Durante largo tiempo vagó con la carta en su crispada mano y apretando con fuerza los dientes. Poco a poco fue tranquilizándose y, falto de aliento por la rapidez de la marcha, sentóse en el suelo en cuya postura permaneció un rato, absorto en la contemplación del papel funesto, que sostenía sobre sus rodillas con entrambas manos.
Instintivamente dio media vuelta a la carta, cuyo sello era negro; suspiró, se puso de pie y prosiguió su incierto camino, murmurando:
—No, no debo leerla aquí.
Todavía anduvo errante otra media hora; el sol estaba ya a punto de desaparecer del horizonte. Felipe se paró entonces y, contemplando con fijeza el astro rey, exclamó:
—Dios me está contemplando; pero ¿por qué, misericordioso Creador, me has elegido a mí entre tantos millones de hombres, para que emprenda tarea tan penosa?

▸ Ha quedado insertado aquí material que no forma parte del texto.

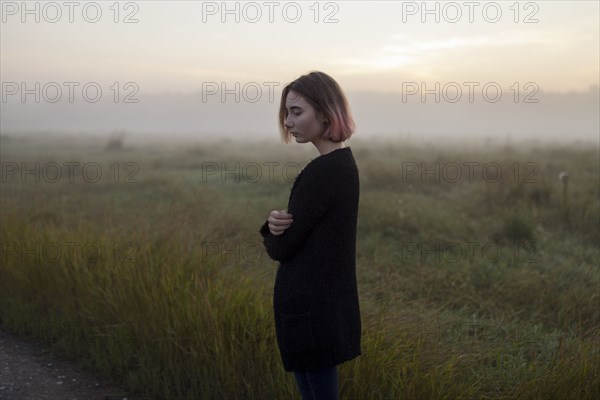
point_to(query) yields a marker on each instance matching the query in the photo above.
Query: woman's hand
(279, 221)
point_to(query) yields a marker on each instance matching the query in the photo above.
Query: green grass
(163, 284)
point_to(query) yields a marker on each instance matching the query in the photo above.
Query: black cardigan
(315, 297)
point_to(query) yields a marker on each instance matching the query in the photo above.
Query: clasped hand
(279, 221)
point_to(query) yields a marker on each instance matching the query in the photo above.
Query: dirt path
(30, 371)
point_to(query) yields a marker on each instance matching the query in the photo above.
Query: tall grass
(162, 285)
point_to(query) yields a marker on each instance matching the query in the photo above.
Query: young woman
(315, 298)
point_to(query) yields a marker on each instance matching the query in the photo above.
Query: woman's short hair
(327, 98)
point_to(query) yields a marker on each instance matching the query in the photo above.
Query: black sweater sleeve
(310, 198)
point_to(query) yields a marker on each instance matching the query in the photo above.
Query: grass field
(147, 265)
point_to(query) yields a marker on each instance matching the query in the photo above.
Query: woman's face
(302, 120)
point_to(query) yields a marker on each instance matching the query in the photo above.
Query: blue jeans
(321, 384)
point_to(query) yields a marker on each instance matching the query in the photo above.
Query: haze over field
(193, 69)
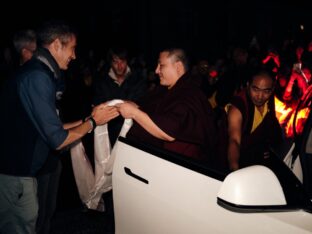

Después miró en torno suyo buscando un sitio a propósito para ocultarse, romper el sello y leer aquel mensaje que venía del mundo de los espíritus, y vio no lejos de allí un pequeño espacio cubierto de arbustos y rodeado de grandes árboles, al cual se encaminó, y donde tomó asiento oculto entre el follaje de modo que nadie pudiera observarlo. Contempló nuevamente el brillante astro del día y se sintió más tranquilo.
—Ésta es tu voluntad y éste es mi destino —dijo—; cúmplanse ambas cosas.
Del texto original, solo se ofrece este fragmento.